Bij de beoordeling of de schuld aan het verkeersongeval uit de bewijsmiddelen kan worden afgeleid, komt het aan op het geheel van gedragingen van de verdachte, de aard en de ernst daarvan en de overige omstandigheden van het geval.
De rechtbank stelt omtrent de feiten en omstandigheden het volgende vast:
– Verdachte reed op 26 oktober 2011 in een grijze [auto] op de Ds. Kingweg te Heerenveen, terwijl het donker was;
– zijn voertuig was, voor zover kon worden vastgesteld, rijtechnisch in een voldoende staat van onderhoud;
– de Ds. Kingweg is een voorrangsweg;
– deze weg bestond uit één rijbaan met een breedte van ongeveer 6,40 meter welke middels een onderbroken asstreep was verdeeld in twee rijstroken;
– ter hoogte van de oversteekplaats voor fietsers en voetgangers was de rijbaan van de Ds. Kingweg middels een middengeleider verdeeld in twee rijstroken met elk een breedte van ongeveer 3,2 meter. De middengeleider had een breedte van ongeveer 2,5 meter;
– de wegverlichting was aanwezig en in werking;
– de weersgesteldheid was droog;
– de voor motorvoertuigen toegestane maximale snelheid bedroeg ter plaatse 50 kilometer per uur;
– verdachte heeft de maximaal toegestane snelheid overschreden. Hoe groot deze overschrijding exact is geweest, kan op basis van het dossier niet worden vastgesteld;
– de fietser, [slachtoffer], voerde naar alle waarschijnlijkheid geen verlichting;
– de fiets waarop [slachtoffer] reed had een defecte rem;
– de twee personen die met [slachtoffer] opfietsten en die als eersten bij de oversteekplaats aankwamen, zijn bij de oversteekplaats afgestapt om voorrang te verlenen aan verdachte;
– [slachtoffer] heeft geen voorrang verleend aan verdachte;
– verdachte heeft niet afgeremd toen hij de oversteekplaats voor fietsen en voetgangers naderde.

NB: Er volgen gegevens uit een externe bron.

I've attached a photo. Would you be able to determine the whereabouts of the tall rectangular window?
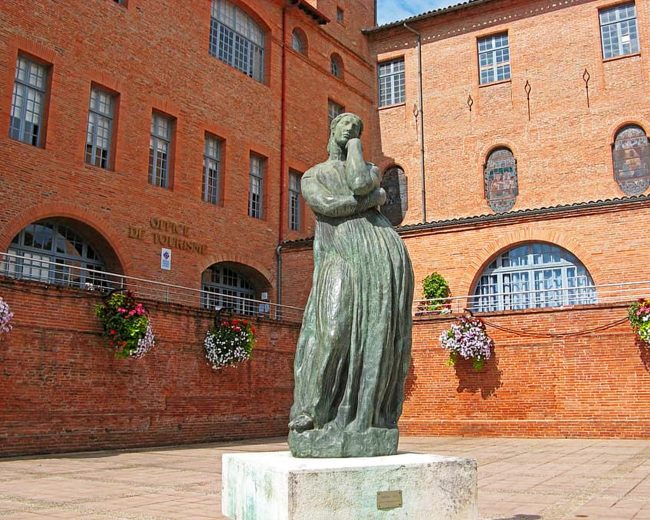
[289,170,302,231]
[478,33,510,85]
[599,2,639,59]
[203,134,221,204]
[379,58,405,107]
[149,112,174,188]
[327,99,345,129]
[86,87,115,168]
[9,56,48,146]
[210,0,266,82]
[248,154,266,218]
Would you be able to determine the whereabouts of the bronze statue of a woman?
[289,113,413,457]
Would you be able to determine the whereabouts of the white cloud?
[377,0,463,25]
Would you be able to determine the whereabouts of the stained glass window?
[484,148,519,213]
[470,243,597,312]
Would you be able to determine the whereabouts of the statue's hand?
[345,137,361,153]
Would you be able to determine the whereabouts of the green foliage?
[422,272,450,311]
[95,292,154,359]
[627,298,650,346]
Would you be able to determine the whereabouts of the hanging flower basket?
[203,319,255,370]
[0,298,14,336]
[627,298,650,348]
[95,292,155,359]
[439,316,494,371]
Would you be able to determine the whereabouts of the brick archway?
[459,226,602,296]
[0,204,132,276]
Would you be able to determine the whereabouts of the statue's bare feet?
[289,414,314,433]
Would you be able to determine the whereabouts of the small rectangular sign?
[377,491,402,510]
[160,247,172,271]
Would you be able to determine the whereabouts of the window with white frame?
[478,33,510,85]
[203,134,222,204]
[598,2,639,59]
[0,219,108,288]
[291,28,307,54]
[201,264,258,314]
[470,243,596,312]
[378,58,405,107]
[86,86,115,168]
[327,99,345,129]
[9,56,48,146]
[149,112,173,188]
[289,170,302,231]
[210,0,265,82]
[248,154,266,218]
[330,53,343,79]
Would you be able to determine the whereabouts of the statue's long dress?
[289,161,413,456]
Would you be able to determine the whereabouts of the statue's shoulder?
[302,161,336,182]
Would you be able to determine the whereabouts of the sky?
[377,0,463,25]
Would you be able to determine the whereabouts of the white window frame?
[149,112,174,188]
[470,242,597,312]
[288,170,302,231]
[377,56,406,107]
[598,2,640,60]
[9,54,49,147]
[203,134,223,204]
[210,0,266,82]
[476,32,512,85]
[85,86,115,169]
[248,153,266,219]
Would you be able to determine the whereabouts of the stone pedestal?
[221,452,478,520]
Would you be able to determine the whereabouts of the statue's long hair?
[327,112,363,161]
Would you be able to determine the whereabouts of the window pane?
[478,33,510,85]
[471,244,597,312]
[378,58,405,107]
[209,0,265,81]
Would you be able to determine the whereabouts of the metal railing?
[413,280,650,315]
[0,253,303,322]
[0,249,650,322]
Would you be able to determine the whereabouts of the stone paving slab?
[0,437,650,520]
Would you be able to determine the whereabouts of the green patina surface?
[289,114,413,457]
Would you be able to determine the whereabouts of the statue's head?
[327,112,363,159]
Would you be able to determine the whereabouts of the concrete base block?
[221,452,478,520]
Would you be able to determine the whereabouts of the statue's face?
[334,116,361,149]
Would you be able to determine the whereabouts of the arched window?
[210,0,265,81]
[612,125,650,195]
[381,166,408,226]
[470,243,596,312]
[291,27,307,55]
[330,53,343,78]
[2,219,110,288]
[201,263,259,314]
[484,148,519,213]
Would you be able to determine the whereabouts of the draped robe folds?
[289,156,413,457]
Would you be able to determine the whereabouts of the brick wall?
[0,280,298,456]
[370,0,650,224]
[0,0,374,297]
[400,305,650,439]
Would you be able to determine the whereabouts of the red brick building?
[0,0,650,454]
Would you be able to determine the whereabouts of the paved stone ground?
[0,437,650,520]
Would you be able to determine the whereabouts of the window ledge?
[377,101,406,110]
[478,78,512,88]
[603,52,641,63]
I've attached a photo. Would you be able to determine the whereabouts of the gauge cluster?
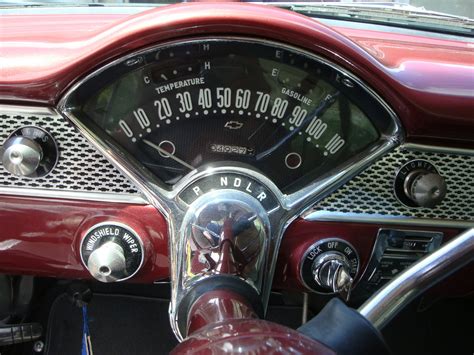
[68,38,393,193]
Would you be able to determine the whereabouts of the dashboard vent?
[314,148,474,221]
[0,107,139,194]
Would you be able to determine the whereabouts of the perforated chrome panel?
[0,106,138,194]
[314,148,474,221]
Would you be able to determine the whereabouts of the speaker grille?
[0,107,139,194]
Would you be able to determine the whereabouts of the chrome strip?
[358,228,474,330]
[0,104,54,116]
[400,142,474,156]
[302,210,474,229]
[0,187,148,205]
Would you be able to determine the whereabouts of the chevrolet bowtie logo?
[224,121,244,129]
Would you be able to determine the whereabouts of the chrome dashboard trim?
[302,210,474,228]
[358,229,474,330]
[0,104,58,115]
[0,187,149,205]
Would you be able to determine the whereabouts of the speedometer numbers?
[75,39,386,192]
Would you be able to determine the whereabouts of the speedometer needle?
[255,91,339,161]
[143,139,194,170]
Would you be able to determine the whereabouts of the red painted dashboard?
[0,3,474,300]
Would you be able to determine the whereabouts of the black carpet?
[45,294,177,355]
[45,294,301,355]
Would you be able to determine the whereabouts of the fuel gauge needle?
[143,139,195,170]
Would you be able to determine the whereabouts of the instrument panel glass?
[69,39,389,193]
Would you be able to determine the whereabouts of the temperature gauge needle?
[143,139,194,170]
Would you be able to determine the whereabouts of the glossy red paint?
[187,290,258,335]
[0,196,169,283]
[171,319,335,355]
[0,3,474,147]
[273,219,464,294]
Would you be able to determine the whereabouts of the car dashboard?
[0,3,474,354]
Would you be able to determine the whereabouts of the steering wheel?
[173,228,474,355]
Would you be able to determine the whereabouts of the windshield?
[0,0,474,37]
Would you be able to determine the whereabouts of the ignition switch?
[300,238,359,300]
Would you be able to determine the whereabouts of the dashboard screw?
[342,78,354,88]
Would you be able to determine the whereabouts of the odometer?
[66,39,391,193]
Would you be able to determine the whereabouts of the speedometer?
[70,38,392,193]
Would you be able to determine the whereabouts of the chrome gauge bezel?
[58,36,403,340]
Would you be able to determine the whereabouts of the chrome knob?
[404,170,447,208]
[87,241,127,282]
[2,136,43,177]
[312,252,354,301]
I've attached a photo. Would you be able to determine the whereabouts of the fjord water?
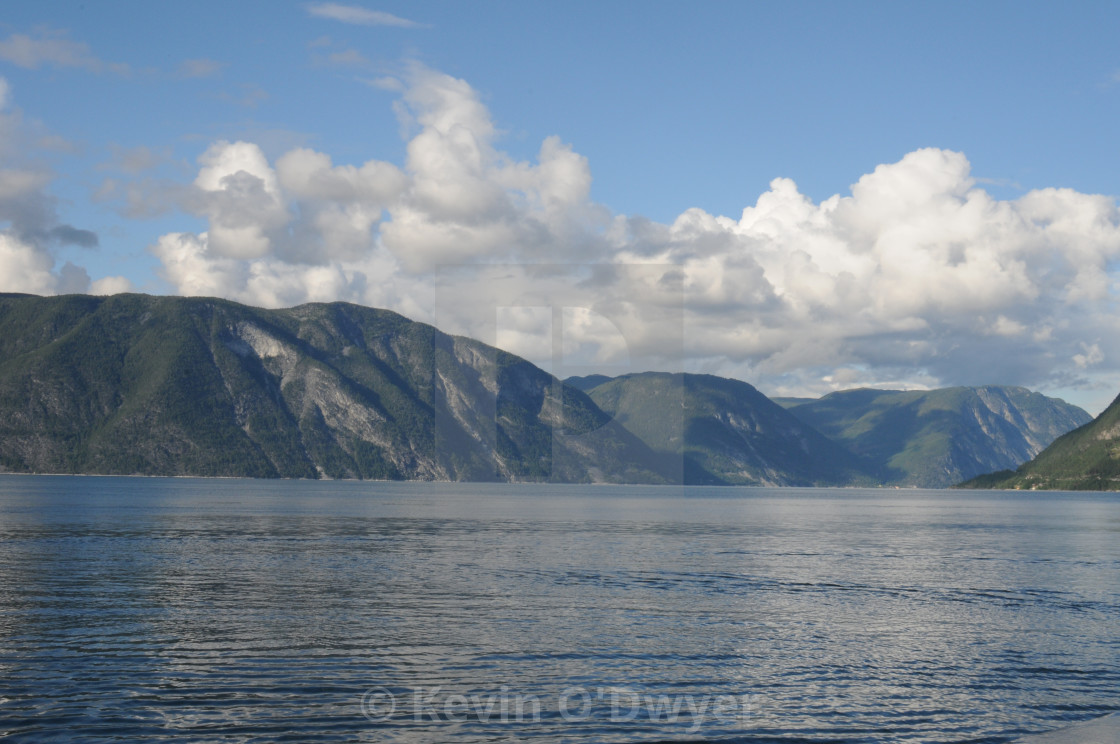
[0,476,1120,743]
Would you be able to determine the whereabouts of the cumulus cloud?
[148,65,1120,407]
[0,78,120,295]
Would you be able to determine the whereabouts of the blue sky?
[0,1,1120,412]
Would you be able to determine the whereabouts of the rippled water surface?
[0,476,1120,743]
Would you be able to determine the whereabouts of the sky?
[0,0,1120,413]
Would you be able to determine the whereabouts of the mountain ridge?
[0,295,673,483]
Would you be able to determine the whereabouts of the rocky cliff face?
[963,389,1120,491]
[0,295,679,482]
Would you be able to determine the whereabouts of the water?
[0,476,1120,744]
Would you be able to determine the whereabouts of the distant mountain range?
[0,295,1088,486]
[961,398,1120,491]
[778,385,1092,489]
[0,295,680,483]
[577,372,877,485]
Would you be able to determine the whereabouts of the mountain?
[0,295,680,483]
[589,372,875,485]
[786,385,1091,489]
[961,389,1120,491]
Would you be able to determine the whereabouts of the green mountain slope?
[0,295,680,482]
[786,387,1090,489]
[590,372,875,485]
[961,398,1120,491]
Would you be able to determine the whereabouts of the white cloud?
[307,2,420,28]
[176,57,225,78]
[90,277,132,295]
[144,65,1120,407]
[0,78,118,295]
[0,32,129,75]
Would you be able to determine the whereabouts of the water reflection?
[0,477,1120,742]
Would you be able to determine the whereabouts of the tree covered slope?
[0,295,679,483]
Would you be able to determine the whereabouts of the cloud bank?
[96,66,1120,407]
[0,78,130,295]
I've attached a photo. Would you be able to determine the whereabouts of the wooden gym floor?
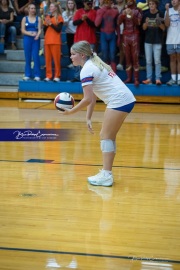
[0,100,180,270]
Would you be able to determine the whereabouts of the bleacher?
[0,26,180,103]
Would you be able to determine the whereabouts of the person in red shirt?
[44,3,64,82]
[95,0,119,73]
[73,0,96,44]
[118,0,142,86]
[71,0,96,82]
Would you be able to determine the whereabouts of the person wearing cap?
[95,0,119,72]
[73,0,96,45]
[118,0,142,86]
[142,0,165,85]
[71,0,96,82]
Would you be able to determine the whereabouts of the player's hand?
[59,108,71,115]
[165,3,169,11]
[86,120,94,134]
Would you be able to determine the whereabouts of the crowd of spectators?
[0,0,180,86]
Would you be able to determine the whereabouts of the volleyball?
[54,92,74,111]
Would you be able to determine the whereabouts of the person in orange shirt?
[44,3,64,82]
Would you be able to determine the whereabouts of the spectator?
[44,3,64,82]
[62,0,76,68]
[142,0,165,85]
[165,0,180,86]
[40,0,62,16]
[71,0,96,82]
[95,0,119,73]
[118,0,142,86]
[40,0,48,19]
[14,0,33,22]
[21,4,41,81]
[115,0,125,70]
[0,0,17,50]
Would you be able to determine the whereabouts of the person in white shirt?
[62,0,77,68]
[60,41,136,186]
[165,0,180,86]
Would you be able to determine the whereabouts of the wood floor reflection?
[0,100,180,270]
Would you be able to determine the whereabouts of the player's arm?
[86,93,97,133]
[60,85,94,115]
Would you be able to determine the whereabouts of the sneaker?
[156,80,162,85]
[71,78,80,82]
[44,78,51,82]
[34,77,41,82]
[166,79,176,86]
[116,64,123,70]
[88,184,113,201]
[53,78,60,82]
[23,76,30,81]
[67,64,74,68]
[88,170,113,187]
[142,79,152,84]
[11,43,17,50]
[161,66,168,72]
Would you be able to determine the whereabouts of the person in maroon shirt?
[73,0,96,44]
[118,0,142,86]
[71,0,97,82]
[95,0,119,72]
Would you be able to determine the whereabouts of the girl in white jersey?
[59,41,135,186]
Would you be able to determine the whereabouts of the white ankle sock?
[103,169,112,175]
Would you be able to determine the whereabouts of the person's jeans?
[144,43,162,80]
[23,35,41,77]
[100,32,116,63]
[0,23,16,43]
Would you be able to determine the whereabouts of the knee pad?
[101,140,116,153]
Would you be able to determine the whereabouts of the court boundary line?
[0,247,180,264]
[0,159,180,171]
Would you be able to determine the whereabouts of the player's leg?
[88,109,128,186]
[100,109,128,171]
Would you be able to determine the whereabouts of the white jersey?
[80,60,136,108]
[62,11,76,34]
[165,8,180,45]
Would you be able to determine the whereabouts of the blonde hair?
[71,40,112,71]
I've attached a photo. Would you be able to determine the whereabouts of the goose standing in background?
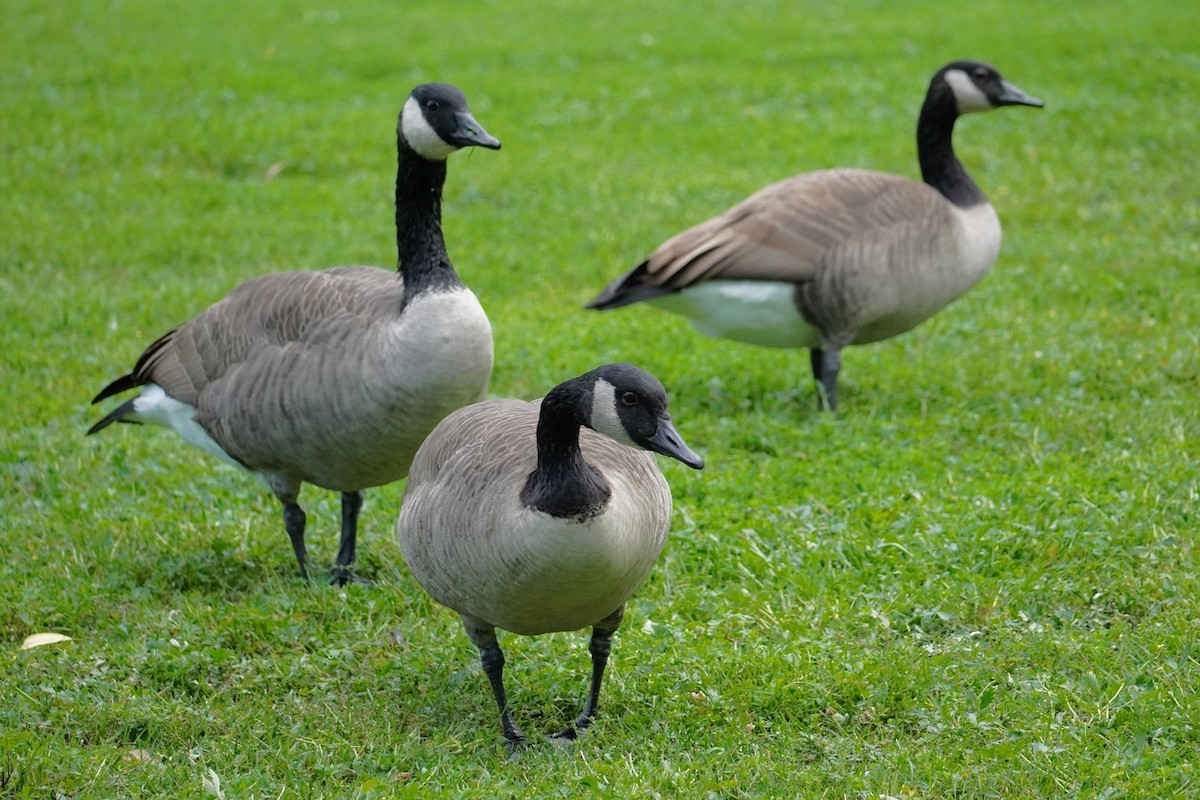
[588,61,1042,409]
[397,363,704,746]
[88,84,500,585]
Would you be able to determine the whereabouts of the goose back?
[592,169,1001,347]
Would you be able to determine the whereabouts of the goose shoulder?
[643,169,959,289]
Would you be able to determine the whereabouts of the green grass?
[0,0,1200,799]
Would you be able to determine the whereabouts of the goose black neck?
[917,84,988,209]
[521,381,612,522]
[396,139,462,305]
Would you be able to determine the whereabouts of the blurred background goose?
[397,363,704,746]
[588,61,1042,409]
[88,84,500,585]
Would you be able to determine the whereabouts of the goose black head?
[396,83,500,161]
[930,61,1043,114]
[587,363,704,469]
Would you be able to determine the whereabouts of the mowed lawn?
[0,0,1200,800]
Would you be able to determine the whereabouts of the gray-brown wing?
[590,169,944,308]
[107,266,404,405]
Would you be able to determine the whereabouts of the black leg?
[462,616,528,748]
[809,348,841,411]
[554,606,625,740]
[283,503,308,581]
[332,492,365,587]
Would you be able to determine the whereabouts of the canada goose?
[88,84,500,585]
[397,363,704,746]
[587,61,1042,409]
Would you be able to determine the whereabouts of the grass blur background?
[0,0,1200,798]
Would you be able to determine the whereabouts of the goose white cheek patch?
[400,97,458,161]
[592,378,638,447]
[946,70,992,114]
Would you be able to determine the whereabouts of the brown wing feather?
[593,169,944,299]
[99,266,404,405]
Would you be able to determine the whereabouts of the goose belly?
[650,281,821,348]
[127,384,241,467]
[400,483,670,634]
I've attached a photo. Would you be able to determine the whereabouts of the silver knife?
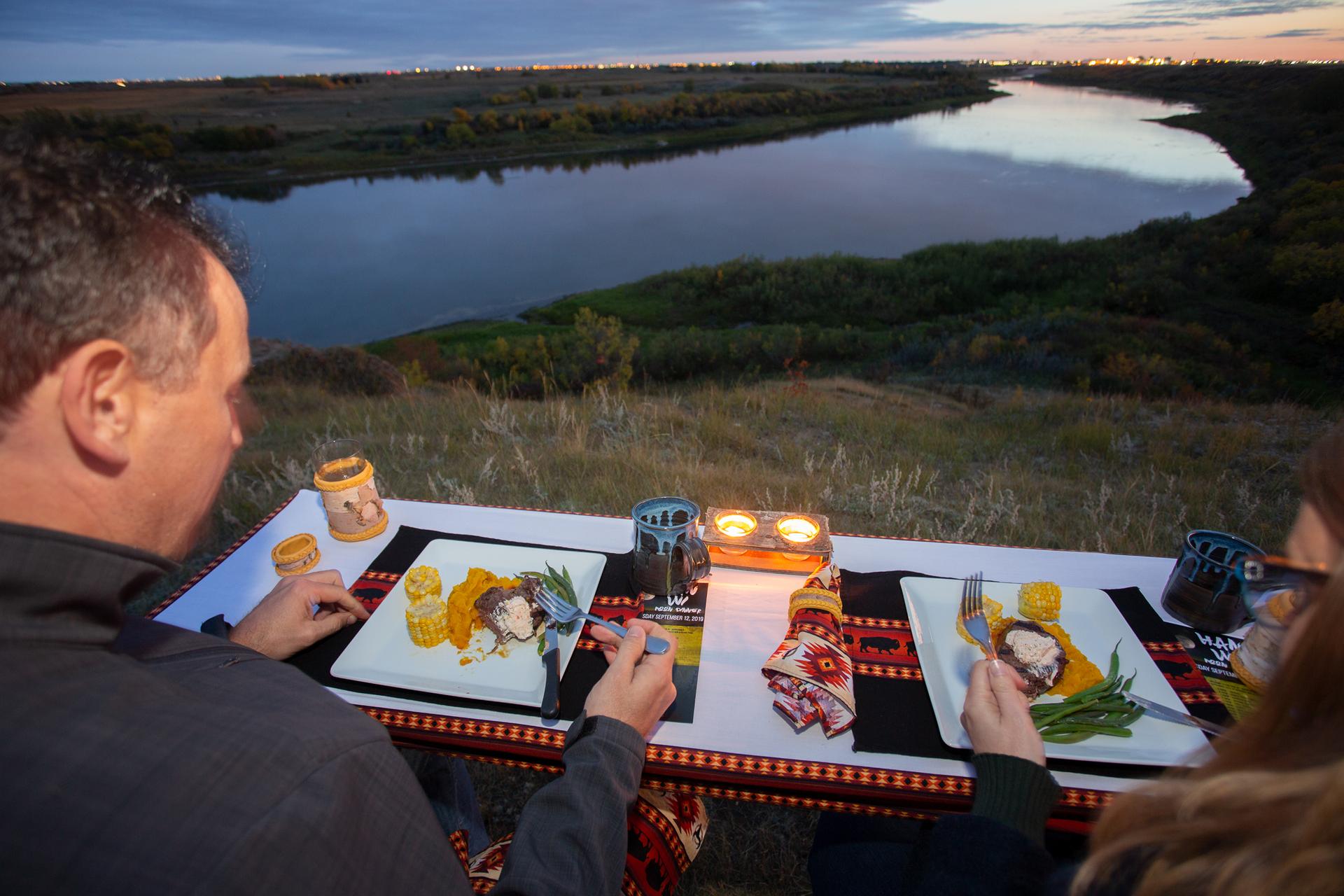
[1119,690,1227,736]
[542,612,561,719]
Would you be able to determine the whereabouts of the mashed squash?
[992,617,1106,697]
[447,567,523,650]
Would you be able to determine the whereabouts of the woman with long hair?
[809,424,1344,896]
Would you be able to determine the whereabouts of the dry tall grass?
[139,379,1331,893]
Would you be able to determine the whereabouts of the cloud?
[1265,28,1329,39]
[6,0,1014,59]
[0,0,1344,80]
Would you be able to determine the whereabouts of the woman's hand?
[961,659,1046,766]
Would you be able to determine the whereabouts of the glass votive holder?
[313,440,387,541]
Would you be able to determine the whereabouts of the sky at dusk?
[0,0,1344,80]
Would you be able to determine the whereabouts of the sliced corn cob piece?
[406,598,447,648]
[402,566,444,603]
[957,598,1004,646]
[1017,582,1063,622]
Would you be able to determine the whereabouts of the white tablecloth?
[158,490,1198,790]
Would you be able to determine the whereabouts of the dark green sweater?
[970,754,1059,844]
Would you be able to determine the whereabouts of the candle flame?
[714,510,755,539]
[774,516,821,544]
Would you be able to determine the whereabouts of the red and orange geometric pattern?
[453,788,710,896]
[761,564,853,738]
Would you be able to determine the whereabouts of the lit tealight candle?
[774,516,821,544]
[714,510,755,539]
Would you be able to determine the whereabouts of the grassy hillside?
[137,379,1329,896]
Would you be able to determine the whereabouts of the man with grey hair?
[0,141,675,895]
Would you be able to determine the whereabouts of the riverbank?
[370,66,1344,403]
[0,63,1000,191]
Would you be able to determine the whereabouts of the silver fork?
[958,573,995,659]
[536,586,672,654]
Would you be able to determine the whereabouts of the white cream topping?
[1004,629,1059,677]
[495,596,533,640]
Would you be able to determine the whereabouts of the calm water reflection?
[210,82,1250,345]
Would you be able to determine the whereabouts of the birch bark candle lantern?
[313,440,387,541]
[701,507,832,575]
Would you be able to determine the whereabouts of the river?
[207,80,1252,345]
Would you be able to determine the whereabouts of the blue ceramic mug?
[630,497,710,596]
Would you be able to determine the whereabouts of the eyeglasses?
[1233,554,1331,626]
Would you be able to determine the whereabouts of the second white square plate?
[900,576,1208,766]
[332,539,606,706]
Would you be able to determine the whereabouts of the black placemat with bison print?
[841,570,1228,778]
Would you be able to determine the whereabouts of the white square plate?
[332,539,606,706]
[900,576,1208,766]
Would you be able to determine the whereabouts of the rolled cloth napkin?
[761,564,853,738]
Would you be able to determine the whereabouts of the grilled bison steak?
[476,576,542,643]
[999,621,1068,700]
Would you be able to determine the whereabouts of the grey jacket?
[0,523,644,896]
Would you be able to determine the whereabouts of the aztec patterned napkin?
[761,563,855,738]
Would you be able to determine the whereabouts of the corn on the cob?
[406,598,447,648]
[402,567,444,603]
[1017,582,1063,622]
[957,598,1004,645]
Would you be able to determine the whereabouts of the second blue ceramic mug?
[630,497,710,596]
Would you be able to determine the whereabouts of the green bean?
[1063,640,1119,703]
[1035,700,1097,728]
[1031,640,1144,744]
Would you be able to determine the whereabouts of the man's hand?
[583,620,676,738]
[228,570,368,659]
[961,659,1046,766]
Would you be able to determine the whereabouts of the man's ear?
[60,339,137,469]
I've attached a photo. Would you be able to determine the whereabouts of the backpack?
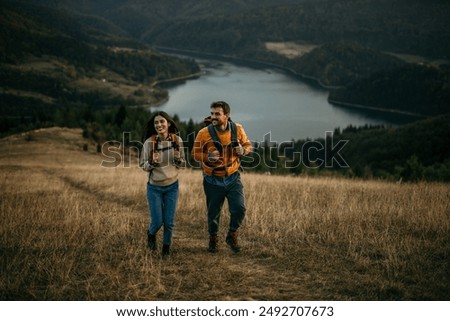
[204,117,244,173]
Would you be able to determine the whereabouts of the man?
[192,101,252,253]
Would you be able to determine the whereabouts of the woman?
[139,111,186,257]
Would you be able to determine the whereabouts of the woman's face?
[154,116,170,135]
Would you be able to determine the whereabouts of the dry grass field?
[0,128,450,300]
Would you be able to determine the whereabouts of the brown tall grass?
[0,128,450,300]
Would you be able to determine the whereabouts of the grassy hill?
[0,128,450,301]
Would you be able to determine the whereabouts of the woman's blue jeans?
[147,181,178,245]
[203,173,246,235]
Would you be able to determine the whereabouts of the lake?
[158,60,418,142]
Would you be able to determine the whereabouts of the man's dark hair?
[211,100,231,115]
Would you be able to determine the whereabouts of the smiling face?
[153,116,170,137]
[211,107,229,129]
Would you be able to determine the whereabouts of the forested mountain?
[11,0,450,58]
[0,0,450,181]
[0,2,199,134]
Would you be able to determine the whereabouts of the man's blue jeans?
[147,181,178,245]
[203,173,246,235]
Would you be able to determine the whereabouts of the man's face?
[211,107,229,127]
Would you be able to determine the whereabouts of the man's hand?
[208,149,220,163]
[152,152,159,165]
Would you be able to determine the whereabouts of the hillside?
[0,2,199,134]
[10,0,450,116]
[0,128,450,301]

Uit deze feiten en omstandigheden leidt de rechtbank af dat verdachte weliswaar te hard heeft gereden en de oversteekplaats te snel is genaderd, maar dat de fietser zo plotseling de weg is overgestoken op een moment dat verdachte de oversteekplaats al zo dicht was genaderd, dat verdachte, ook als hij zich wel aan de maximum snelheid had gehouden en zijn snelheid enigszins had verminderd bij het naderen van de oversteekplaats, niet in staat zou zijn geweest het ongeval te voorkomen. Zeker nu niet kan worden vastgesteld dat sprake is geweest van een forse snelheidsoverschrijding, is de enkele constatering dat verdachte de maximumsnelheid heeft overschreden, onder deze omstandigheden onvoldoende om te kunnen vaststellen dat verdachte aanmerkelijk onvoorzichtig dan wel onoplettend heeft gehandeld. Aan het minimum vereiste voor een bewezenverklaring van ‘schuld’ als bedoeld in artikel 6 Wegenverkeerswet 1994 is derhalve niet voldaan en verdachte zal dan ook van het primair ten laste gelegde worden vrijgesproken.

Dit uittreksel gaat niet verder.